How Dagger Is Redefining DevOps with a Code‑First Platform
Solomon Hykes, Docker's founder, launches Dagger—a DevOps operating system built on declarative CUE models, backed by a $20 million Series A round, aiming to simplify pipeline creation, integrate open‑source tooling, and reshape software supply‑chain management for enterprises.
Nearly four years after Solomon Hykes left Docker, the former founder has quietly been working on a new startup called Dagger, which launched its public beta and announced a $20 million Series A round led by Redpoint Ventures, with participation from Y Combinator, Nat Friedman, Brian Stevens, Idit Levine, Julius Volz, Ellen Pao, and Daniel Lopez.
Dagger, co‑founded with Sam Alba and Andrea Luzzardi, aims to create a "DevOps operating system" for enterprise teams, focusing on the bottlenecks in current DevOps workflows.

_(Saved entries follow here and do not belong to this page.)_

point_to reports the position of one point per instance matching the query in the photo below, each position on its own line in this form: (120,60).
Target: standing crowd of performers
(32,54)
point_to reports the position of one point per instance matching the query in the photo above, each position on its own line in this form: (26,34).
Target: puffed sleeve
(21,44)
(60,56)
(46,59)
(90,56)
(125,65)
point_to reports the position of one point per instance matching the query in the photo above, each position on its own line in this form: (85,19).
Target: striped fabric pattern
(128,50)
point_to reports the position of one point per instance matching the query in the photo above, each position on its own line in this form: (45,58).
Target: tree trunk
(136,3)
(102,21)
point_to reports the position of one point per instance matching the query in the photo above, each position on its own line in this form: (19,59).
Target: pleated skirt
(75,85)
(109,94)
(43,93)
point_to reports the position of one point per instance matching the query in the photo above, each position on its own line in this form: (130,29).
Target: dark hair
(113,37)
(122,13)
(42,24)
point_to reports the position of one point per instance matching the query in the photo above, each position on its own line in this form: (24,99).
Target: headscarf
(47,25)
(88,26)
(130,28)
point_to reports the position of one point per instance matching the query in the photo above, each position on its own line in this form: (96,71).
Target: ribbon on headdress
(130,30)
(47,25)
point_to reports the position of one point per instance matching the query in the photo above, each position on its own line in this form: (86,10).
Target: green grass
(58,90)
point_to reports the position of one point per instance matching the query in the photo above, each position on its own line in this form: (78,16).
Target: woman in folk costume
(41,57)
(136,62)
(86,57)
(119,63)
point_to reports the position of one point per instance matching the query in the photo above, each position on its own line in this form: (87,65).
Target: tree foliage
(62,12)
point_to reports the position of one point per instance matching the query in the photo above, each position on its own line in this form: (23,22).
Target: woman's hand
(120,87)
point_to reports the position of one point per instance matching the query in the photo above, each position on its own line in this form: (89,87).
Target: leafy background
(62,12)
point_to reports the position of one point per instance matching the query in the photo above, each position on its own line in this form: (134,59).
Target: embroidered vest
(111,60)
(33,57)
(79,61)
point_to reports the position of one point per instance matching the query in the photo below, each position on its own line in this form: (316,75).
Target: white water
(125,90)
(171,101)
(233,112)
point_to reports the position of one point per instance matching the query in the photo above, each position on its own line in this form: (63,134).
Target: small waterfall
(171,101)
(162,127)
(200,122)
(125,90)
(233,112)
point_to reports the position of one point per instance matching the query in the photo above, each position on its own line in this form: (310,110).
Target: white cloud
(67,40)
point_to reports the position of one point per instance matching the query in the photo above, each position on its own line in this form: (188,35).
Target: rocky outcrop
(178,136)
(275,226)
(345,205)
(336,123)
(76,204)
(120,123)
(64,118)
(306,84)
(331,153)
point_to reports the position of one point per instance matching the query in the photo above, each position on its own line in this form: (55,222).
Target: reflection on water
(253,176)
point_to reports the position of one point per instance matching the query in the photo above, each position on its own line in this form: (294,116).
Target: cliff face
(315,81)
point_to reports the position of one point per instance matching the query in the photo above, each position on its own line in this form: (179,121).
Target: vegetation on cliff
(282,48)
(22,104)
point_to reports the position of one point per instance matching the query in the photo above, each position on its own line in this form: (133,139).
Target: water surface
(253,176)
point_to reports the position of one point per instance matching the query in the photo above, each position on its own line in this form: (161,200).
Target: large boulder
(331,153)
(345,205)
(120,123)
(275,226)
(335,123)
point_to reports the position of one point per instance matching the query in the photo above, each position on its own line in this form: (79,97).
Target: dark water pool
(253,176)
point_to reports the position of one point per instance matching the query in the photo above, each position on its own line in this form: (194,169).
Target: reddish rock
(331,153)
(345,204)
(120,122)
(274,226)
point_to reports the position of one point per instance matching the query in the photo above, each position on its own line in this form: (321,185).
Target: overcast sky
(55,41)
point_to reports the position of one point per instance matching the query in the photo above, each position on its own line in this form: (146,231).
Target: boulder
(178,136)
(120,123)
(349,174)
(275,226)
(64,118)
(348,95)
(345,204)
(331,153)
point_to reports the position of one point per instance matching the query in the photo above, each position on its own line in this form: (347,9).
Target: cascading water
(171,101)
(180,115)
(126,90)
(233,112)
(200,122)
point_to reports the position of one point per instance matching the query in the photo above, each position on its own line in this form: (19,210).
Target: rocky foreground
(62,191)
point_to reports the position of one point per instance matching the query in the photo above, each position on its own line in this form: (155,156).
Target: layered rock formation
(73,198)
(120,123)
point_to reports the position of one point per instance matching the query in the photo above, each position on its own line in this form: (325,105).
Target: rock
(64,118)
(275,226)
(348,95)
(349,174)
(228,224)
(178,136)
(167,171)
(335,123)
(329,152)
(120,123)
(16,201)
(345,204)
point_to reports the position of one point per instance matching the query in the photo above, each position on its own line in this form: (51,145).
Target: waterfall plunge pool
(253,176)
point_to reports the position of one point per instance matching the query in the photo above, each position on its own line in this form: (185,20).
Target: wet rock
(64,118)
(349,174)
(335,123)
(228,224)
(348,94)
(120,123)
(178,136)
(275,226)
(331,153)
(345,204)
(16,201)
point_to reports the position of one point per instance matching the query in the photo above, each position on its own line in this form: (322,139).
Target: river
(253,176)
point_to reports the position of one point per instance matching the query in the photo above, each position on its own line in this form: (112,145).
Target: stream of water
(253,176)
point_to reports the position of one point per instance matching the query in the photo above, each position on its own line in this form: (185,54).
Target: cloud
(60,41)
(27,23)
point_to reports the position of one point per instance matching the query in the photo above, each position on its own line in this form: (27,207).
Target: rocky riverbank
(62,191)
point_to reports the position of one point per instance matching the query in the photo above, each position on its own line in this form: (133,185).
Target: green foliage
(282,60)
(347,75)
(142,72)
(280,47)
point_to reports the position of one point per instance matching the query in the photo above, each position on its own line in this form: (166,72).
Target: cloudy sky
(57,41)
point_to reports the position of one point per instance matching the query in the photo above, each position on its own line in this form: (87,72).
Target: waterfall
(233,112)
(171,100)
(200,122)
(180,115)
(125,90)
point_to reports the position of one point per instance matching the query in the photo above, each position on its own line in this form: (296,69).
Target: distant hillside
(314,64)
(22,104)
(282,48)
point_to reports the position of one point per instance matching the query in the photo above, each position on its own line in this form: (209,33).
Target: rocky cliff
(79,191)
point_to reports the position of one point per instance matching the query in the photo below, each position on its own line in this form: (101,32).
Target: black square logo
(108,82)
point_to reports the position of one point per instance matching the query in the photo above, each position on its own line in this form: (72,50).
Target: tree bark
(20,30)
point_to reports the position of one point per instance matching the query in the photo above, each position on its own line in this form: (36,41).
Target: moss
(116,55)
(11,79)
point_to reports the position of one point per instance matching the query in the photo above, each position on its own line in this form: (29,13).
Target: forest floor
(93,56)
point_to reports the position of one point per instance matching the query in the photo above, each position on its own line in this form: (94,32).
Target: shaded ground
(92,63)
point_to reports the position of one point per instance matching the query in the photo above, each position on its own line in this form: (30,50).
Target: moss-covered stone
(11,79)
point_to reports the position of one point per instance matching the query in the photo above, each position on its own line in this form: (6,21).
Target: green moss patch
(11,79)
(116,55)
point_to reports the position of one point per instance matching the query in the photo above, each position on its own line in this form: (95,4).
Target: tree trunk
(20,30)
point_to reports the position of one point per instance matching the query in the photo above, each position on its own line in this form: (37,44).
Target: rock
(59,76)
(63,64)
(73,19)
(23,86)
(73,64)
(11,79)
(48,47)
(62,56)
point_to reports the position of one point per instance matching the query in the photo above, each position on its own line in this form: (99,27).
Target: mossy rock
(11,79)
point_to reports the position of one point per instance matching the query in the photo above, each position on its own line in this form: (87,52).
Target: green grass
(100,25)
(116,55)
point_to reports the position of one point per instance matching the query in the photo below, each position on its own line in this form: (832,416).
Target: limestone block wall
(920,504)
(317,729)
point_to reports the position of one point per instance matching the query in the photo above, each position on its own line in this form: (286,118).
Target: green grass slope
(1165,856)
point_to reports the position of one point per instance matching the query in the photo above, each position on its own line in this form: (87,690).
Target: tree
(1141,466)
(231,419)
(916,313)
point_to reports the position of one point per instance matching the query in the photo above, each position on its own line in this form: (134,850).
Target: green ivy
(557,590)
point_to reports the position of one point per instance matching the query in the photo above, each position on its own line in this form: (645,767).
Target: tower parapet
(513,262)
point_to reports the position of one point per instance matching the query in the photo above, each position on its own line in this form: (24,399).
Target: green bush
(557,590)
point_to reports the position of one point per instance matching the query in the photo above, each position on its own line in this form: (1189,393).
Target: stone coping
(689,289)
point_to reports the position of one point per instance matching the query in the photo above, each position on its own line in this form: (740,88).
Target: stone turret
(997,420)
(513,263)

Hykes explains that Dagger lets engineers describe their pipelines as declarative models in CUE, enabling pipelines to be expressed as pure code and composed from smaller, reusable actions, bringing the experience closer to traditional software development.
The team is also building the "Dagger Universe," a curated toolkit that developers can import into their Dagger configurations, while allowing users to retain existing CI infrastructure such as CircleCI or GitLab.
According to Redpoint Ventures partner Erica Brescia, Dagger simplifies software supply‑chain management by making custom application delivery pipelines portable, potentially changing the game for DevOps teams.
Hykes emphasizes that Dagger will be open‑source, mirroring Docker's development experience, and that a robust open‑source community is essential for long‑term success.
The company plans to focus on developing the open‑source engine, expanding the team, and later launching managed services, while adopting a slower, steadier commercialization approach.